Several key issues are common in the management of SLE in pregnancy including; the treatment of SLE activity during pregnancy, the ascertainment of lupus nephritis, treatment of antiphospholipid antibodies, treatment of hypertension, and laboratory monitoring. Pregnancy complications in women with SLE still exceed that of the general population [9]. Although being pregnant with SLE is high risk, strategies to control disease activity displayed a 90% success rate in targeting clinical remission [10]. Overall, the medical profession have altered their direction from avoidance [11] to the realisation that pregnancy is possible under careful management. Timing a pregnancy to overlap with a period of SLE dormancy for at least six months strongly increases the chances for a healthy and uneventful pregnancy for both mother and baby [12]. Maternal anxiety has been seen to have an effect on the developing baby, where through identifying anxiety symptoms early in pregnancy caregivers can provide counselling or treatment to decrease the anxiety [13]. Having SLE and being pregnant is complex and can be stressful, which can affect decision-making. Individuals with SLE have fewer children than their normal counterparts [14]. This is potentially influenced by the pressure of performance and challenges in the role of motherhood. Planning a conception and controlling the symptoms of SLE during and post-pregnancy need continuous monitoring and management for both the health of the baby and the mother [15].
The analysis was part of a broader investigation into the lived experience of SLE. Individuals with SLE were recruited through advertisement and word of mouth within the two SLE support groups in Ireland: the Irish Lupus Support Group and Lupus Group Ireland. Using an interview guide, in-depth interviews were conducted that exposed the participant’s perspectives on pregnancy and becoming a parent. A case study design was considered in exploratory and instrumental analysis, with the cases playing a supportive role in providing insight and to gain an understanding of pregnancy and SLE [16]. It is suggested that for designing and implementing a case study that additional components be considered:
(a) Propositions (which may or may not be present)
(b) The application of a conceptual framework
(c) Development of the research questions (generally ‘how’ and/or ‘why’ questions)
(d) The logic linking data to propositions
(e) The criteria for interpreting findings
Within the semi-structured qualitative interviews, the topic of pregnancy naturally arose in the narratives of everyday living. Participants described symptoms originating during pregnancy, fatigue and work commitments that led to the emerging themes. Propositions were not present in the research. The conceptual framework identified who should participate in the study. The 23 female participants varied by age (19 to 59 years) and came from different sociodemographic areas across Ireland. The age range gave the perspectives of participants examining their options in the future regarding becoming pregnant and those who had chosen not to become pregnant. The participants were given pseudonyms to maintain their anonymity. The framework developed as the study progressed, analysing the experiences and themes that emerged from the data analysis. Interviews were transcribed verbatim from the Dictaphone recording and analysed. Using N-Vivo software, the transcripts were reviewed over multiple sessions and refined thematic codes in a systemic and inductive manner. A comparative method was used for reporting these case studies with the same case study of pregnancy being described by different perspectives [17,18]. This research was approved by the University College Dublin Human Research Ethics Committee (Humanities). Participants signed informed consent forms and gave permission for the use of their case studies in research and publications.

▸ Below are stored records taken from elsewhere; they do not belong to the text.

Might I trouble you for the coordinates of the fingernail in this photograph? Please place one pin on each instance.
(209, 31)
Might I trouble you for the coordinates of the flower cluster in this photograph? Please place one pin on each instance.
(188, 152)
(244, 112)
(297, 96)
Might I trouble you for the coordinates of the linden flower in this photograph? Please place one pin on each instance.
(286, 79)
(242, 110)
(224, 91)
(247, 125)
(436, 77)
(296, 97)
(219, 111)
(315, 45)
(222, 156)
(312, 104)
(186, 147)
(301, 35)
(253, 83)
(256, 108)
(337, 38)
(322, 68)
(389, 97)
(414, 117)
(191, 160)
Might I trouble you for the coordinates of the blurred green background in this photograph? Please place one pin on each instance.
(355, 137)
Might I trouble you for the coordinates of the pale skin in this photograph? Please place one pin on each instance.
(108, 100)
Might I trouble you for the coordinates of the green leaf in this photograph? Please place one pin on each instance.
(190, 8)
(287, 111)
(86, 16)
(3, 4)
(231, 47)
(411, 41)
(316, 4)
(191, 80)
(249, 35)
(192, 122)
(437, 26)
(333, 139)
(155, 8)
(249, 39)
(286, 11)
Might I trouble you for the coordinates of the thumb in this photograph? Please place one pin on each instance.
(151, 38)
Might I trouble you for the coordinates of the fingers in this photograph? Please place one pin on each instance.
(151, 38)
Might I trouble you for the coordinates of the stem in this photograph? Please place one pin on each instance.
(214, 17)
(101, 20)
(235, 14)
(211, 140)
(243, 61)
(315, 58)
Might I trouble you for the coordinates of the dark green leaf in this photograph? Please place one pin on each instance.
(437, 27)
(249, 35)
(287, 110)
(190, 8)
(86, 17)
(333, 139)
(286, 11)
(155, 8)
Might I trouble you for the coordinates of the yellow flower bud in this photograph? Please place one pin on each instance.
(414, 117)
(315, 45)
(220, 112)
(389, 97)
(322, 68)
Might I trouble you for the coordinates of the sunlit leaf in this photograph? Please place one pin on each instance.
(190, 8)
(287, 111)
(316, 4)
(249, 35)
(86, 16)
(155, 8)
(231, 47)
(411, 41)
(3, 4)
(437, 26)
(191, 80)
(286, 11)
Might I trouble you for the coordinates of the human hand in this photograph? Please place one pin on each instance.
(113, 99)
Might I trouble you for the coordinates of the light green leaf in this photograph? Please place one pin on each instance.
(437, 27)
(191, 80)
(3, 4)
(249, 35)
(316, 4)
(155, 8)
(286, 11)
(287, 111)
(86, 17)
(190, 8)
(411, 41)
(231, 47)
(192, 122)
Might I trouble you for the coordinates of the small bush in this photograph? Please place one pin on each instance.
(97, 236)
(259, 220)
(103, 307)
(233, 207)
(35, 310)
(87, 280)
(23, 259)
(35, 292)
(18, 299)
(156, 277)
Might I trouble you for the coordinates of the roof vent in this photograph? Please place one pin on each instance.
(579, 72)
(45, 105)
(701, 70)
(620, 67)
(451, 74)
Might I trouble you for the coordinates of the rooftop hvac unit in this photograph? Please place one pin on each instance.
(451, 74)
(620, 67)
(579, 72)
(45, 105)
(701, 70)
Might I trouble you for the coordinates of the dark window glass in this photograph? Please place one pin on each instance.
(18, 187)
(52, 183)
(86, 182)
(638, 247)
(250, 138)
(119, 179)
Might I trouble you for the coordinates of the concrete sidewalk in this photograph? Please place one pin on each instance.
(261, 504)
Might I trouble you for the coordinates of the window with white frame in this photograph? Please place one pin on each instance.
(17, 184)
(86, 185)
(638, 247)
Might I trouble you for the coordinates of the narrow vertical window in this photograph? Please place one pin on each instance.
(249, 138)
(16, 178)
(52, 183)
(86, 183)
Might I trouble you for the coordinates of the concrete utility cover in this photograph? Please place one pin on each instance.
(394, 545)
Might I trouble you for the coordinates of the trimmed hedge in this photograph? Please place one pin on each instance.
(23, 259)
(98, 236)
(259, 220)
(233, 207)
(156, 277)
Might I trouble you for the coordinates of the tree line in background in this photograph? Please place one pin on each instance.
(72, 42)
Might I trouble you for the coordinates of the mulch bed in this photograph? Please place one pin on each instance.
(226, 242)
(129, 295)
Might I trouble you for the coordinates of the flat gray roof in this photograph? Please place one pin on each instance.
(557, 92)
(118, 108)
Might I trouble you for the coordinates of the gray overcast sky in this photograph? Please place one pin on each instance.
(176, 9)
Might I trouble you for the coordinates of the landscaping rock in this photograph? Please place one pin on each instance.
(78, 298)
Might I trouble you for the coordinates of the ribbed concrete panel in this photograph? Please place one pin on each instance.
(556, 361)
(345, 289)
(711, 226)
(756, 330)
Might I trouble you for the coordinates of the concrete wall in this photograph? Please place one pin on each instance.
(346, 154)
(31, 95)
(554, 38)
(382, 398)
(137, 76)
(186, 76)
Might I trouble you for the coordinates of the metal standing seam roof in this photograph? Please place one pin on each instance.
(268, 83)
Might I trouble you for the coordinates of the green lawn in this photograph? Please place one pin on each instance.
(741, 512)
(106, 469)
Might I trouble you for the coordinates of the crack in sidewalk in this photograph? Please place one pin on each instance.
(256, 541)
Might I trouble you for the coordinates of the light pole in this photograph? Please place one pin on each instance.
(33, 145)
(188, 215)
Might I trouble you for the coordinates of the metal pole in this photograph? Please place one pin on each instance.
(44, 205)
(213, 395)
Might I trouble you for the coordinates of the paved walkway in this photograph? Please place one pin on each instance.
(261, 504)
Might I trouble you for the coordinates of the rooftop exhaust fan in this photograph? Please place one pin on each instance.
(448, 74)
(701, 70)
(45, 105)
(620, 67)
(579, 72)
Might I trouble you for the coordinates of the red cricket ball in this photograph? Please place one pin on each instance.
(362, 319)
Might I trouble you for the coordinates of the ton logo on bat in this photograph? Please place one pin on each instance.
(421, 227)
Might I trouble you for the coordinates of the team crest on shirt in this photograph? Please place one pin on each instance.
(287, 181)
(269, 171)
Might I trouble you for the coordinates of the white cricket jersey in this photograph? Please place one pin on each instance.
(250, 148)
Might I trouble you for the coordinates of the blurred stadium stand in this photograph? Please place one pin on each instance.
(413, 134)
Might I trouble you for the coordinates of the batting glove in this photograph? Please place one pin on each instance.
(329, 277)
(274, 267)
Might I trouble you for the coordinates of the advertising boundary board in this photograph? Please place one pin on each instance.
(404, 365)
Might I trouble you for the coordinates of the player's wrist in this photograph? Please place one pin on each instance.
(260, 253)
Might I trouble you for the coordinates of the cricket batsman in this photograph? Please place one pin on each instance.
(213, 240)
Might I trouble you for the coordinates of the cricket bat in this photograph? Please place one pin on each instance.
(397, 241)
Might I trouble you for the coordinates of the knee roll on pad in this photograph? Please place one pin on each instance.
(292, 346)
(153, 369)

Two key findings emerged in the qualitative interviews; reluctance towards becoming pregnant, and not conceiving again post-diagnosis. Five participants aged between 21-35 who were not yet in serious relationships told of their reluctance towards becoming pregnant in the future due to the risks associated with SLE in pregnancy. The participants over the age of 35 who already had children had not conceived again since their diagnosis of SLE. There were numerous factors attributing to this; lack of knowledge, fatigue impacting parental ability, and fear of risk to self and the foetus. Participants who had children spoke of how their SLE impeded their functioning so that they could no longer work and be a parent; other family members and friends were relied upon (such as bringing and collecting their children from school), and husbands taking on both the ‘breadwinner’ role and the ‘domestic’ role.

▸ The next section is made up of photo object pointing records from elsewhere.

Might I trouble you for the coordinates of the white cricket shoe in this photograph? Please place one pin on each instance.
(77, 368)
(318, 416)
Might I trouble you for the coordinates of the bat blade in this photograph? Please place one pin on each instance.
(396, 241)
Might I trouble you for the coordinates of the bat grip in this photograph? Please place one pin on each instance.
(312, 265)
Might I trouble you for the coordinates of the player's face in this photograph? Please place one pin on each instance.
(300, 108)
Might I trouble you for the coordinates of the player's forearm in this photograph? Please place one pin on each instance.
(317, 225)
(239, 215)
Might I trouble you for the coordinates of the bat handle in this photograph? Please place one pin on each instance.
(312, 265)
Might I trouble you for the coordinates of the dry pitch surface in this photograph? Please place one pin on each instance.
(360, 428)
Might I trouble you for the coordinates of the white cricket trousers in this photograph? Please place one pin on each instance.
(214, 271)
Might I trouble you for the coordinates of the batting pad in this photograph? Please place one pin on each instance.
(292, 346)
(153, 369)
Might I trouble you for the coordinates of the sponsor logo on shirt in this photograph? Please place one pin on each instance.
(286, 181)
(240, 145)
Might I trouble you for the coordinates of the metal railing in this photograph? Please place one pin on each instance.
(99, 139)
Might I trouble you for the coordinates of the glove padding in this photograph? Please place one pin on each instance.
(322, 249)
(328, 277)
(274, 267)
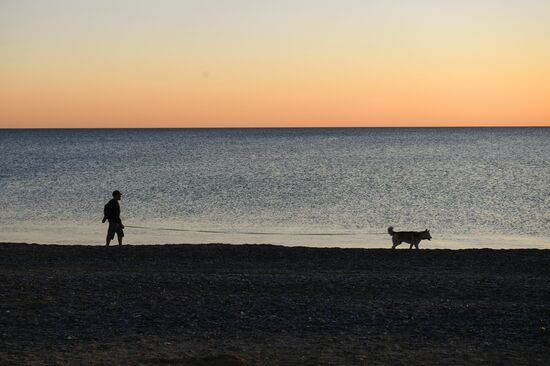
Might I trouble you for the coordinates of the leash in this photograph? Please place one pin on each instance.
(247, 232)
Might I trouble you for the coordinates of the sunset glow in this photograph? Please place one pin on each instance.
(244, 63)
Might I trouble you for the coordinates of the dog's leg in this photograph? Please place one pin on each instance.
(395, 242)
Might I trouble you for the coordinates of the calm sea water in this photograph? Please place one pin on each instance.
(486, 187)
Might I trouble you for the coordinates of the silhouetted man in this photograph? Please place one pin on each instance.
(111, 212)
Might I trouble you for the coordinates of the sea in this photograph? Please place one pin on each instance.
(341, 187)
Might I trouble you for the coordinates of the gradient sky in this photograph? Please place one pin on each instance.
(254, 63)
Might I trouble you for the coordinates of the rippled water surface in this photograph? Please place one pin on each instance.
(472, 187)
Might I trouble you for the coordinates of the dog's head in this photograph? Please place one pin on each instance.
(426, 234)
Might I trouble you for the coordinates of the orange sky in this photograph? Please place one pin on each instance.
(204, 64)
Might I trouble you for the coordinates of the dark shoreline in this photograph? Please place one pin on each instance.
(272, 305)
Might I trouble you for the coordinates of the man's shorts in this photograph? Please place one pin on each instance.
(114, 227)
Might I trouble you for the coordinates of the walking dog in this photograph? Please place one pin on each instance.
(410, 237)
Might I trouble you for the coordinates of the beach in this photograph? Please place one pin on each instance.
(272, 305)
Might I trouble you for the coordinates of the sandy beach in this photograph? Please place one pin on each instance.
(272, 305)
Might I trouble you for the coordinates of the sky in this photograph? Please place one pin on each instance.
(259, 63)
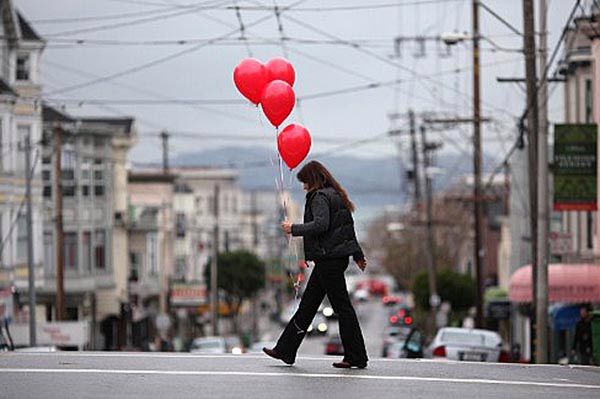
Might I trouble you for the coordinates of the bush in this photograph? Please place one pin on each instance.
(456, 288)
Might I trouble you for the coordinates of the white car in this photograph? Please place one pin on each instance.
(209, 345)
(466, 344)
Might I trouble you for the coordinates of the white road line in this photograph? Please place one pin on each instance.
(167, 355)
(303, 375)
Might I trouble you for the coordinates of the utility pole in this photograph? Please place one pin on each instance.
(58, 222)
(415, 156)
(164, 136)
(543, 200)
(30, 260)
(434, 299)
(532, 135)
(477, 191)
(214, 298)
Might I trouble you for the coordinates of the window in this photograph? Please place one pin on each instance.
(68, 190)
(100, 250)
(180, 268)
(23, 68)
(180, 225)
(70, 255)
(22, 132)
(86, 251)
(589, 101)
(21, 237)
(49, 251)
(152, 253)
(134, 266)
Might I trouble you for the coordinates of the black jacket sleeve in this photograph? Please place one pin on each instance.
(320, 223)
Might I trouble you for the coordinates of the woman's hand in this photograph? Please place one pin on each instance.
(362, 264)
(286, 225)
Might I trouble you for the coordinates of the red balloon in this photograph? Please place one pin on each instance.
(250, 78)
(281, 69)
(293, 144)
(278, 100)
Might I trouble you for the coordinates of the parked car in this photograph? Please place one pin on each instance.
(400, 315)
(257, 346)
(234, 345)
(209, 345)
(467, 344)
(361, 295)
(391, 335)
(318, 326)
(334, 346)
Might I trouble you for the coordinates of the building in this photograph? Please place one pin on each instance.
(151, 226)
(20, 116)
(94, 186)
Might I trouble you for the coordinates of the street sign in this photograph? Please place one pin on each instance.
(575, 160)
(188, 294)
(561, 243)
(66, 333)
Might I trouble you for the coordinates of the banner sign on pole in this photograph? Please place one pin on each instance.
(575, 174)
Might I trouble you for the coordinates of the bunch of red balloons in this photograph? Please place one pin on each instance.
(270, 85)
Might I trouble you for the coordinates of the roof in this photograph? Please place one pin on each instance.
(150, 177)
(6, 89)
(570, 283)
(50, 114)
(27, 32)
(125, 123)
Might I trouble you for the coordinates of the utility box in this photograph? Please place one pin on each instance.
(596, 336)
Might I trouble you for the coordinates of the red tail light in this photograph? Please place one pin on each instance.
(440, 351)
(504, 357)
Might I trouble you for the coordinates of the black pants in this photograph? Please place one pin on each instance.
(326, 278)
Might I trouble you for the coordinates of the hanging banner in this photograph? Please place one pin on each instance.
(575, 174)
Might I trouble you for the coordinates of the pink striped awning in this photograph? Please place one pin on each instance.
(571, 283)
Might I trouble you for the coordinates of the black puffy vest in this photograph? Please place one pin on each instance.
(340, 238)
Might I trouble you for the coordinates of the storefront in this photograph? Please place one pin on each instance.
(569, 285)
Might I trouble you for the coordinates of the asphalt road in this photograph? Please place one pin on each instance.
(372, 318)
(164, 375)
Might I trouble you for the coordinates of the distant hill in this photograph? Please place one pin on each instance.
(372, 183)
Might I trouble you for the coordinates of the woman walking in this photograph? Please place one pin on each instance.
(329, 241)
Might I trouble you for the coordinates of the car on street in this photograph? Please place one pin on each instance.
(466, 344)
(361, 295)
(209, 345)
(391, 335)
(334, 346)
(234, 345)
(318, 326)
(257, 346)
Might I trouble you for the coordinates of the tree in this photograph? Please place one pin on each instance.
(456, 288)
(240, 275)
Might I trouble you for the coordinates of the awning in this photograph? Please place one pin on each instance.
(571, 283)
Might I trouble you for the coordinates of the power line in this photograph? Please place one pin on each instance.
(19, 208)
(125, 23)
(152, 63)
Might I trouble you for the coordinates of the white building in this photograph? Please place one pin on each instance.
(20, 115)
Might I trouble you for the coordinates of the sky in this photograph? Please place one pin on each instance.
(333, 45)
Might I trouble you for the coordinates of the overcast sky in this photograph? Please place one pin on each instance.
(323, 64)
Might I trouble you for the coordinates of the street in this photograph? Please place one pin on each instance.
(145, 375)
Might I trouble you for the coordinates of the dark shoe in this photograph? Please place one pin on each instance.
(273, 353)
(347, 365)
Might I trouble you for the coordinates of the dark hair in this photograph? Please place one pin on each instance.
(317, 177)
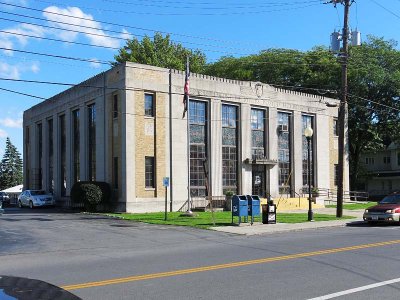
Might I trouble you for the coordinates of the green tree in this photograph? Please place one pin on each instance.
(10, 167)
(161, 52)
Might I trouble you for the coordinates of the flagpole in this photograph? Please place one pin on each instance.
(189, 211)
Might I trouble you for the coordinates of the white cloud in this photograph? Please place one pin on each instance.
(3, 133)
(11, 123)
(83, 22)
(9, 71)
(95, 63)
(14, 71)
(17, 35)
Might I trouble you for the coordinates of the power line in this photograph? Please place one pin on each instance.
(388, 10)
(192, 6)
(83, 85)
(376, 103)
(105, 30)
(197, 13)
(108, 63)
(160, 117)
(122, 25)
(24, 94)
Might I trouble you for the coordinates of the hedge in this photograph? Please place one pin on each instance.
(91, 193)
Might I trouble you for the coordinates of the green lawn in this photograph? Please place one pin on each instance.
(353, 206)
(204, 219)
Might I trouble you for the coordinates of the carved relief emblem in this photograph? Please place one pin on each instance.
(259, 89)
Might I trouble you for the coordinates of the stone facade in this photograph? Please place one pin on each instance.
(126, 137)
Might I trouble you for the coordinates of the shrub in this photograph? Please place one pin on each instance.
(91, 194)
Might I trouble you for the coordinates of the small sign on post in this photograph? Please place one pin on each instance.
(166, 184)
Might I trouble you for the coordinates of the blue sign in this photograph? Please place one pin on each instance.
(166, 181)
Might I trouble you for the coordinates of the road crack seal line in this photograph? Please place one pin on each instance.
(224, 266)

This paper divides the findings into two sections. Firstly, the findings look at an experience of SLE during pregnancy and how it was managed. Secondly, the findings examine participants who are reluctant to become pregnant due to the complications not just to themselves but also to the unborn child.
Emer had one miscarriage in between her pregnancies, with a seven-year age gap between her two children. During her second pregnancy, she had been ‘extremely tired from day one’ which she saw as a different type of fatigue that she could not fully explain. Emer had wondered if it was it related to being ‘that bit older’, but at 26 weeks she had a stroke. Emer’s slurred speech had been noticed the previous week. She had a dead arm and had lost the feeling down the right-hand side of her body which she attributed to the baby lying on a nerve. It was only when she was in the hospital for tests that she realized she could not sign her name:
“I was like ‘oh my God, so there is something really wrong here’. So I had the CAT scan and they wanted to do an ultrasound and I was absolutely terrified and thought that’s it, because the baby had actually stopped moving, and I thought that’s it, you know a miscarriage or whatever. So I couldn’t look at the screen, really couldn’t, and I was in floods of tears; I was inconsolable. He popped up on the screen. So, once he was okay I thought ‘grand; we’ll deal with the rest of it”.
In 1983, Ireland became the first country in the world to constitutionalise foetal rights. The 8th Amendment (Article 40.3.3) introduced constitutional protection for ‘the right to life of the unborn’, which was deemed ‘equal’ to the right to life of the mother [19]. Since 1861, abortion has been criminalised with Ireland viewed as having some of the most restrictive abortion laws in the world [20]. The passage of the 8th Amendment introducing ‘the right to life of the unborn’ allowed the ‘political system to systematically abdicate responsibility for the responsible regulation of reproductive freedom in Ireland’ [21]. This Amendment is seen to have contributed to the ill-health and deaths of unknown numbers of women and, potentially, children [22]. It has faced political and legal protest due to cases involving child rape resulting in pregnancy, a death due to septicaemia and E.coli during a protracted miscarriage, subjection of unwanted Caesarean section, and maintenance of organ function of a deceased woman to prolong her pregnancy [23]. In 2013, the Protection of Life during Pregnancy Act outlined the circumstances for which abortion is lawful when there is a threat to the life of the woman [24]. However, abortions in circumstances where the health of the woman is at risk, where the foetus suffers from a fatal foetal abnormality incompatible with life outside the womb, or where the pregnancy results from rape all remain unlawful in Ireland [25]. The Act has limited references to choice, dignity or reproductive rights [26]. In terms of ethics, equality means treating both the mother and the foetus with equal value and respect. The aspect of equal rights for mother and the unborn was seen within Emer’s medical care.
“Funnily enough, when you’re actually pregnant and something goes wrong, they’ve to spend as much time on the mother as the baby. They need to make sure that the pregnancy is continuing, and it’s basically a case of treat the two separate individuals but at the same time, so that’s how it sort of proceeded”.
During this time SLE was not detected, and the medics were ‘baffled’, with tests showing multiple clots on the left side of the brain. The next phase was of regaining functioning ability. However, with the pregnancy came limitation as the medics wanted her to rest between the stroke and giving birth because of her brain injury.
“So I was like in 14 weeks I’ll have to be able to give birth and look after a baby and function in some way myself. So there was a bit of urgency about it”.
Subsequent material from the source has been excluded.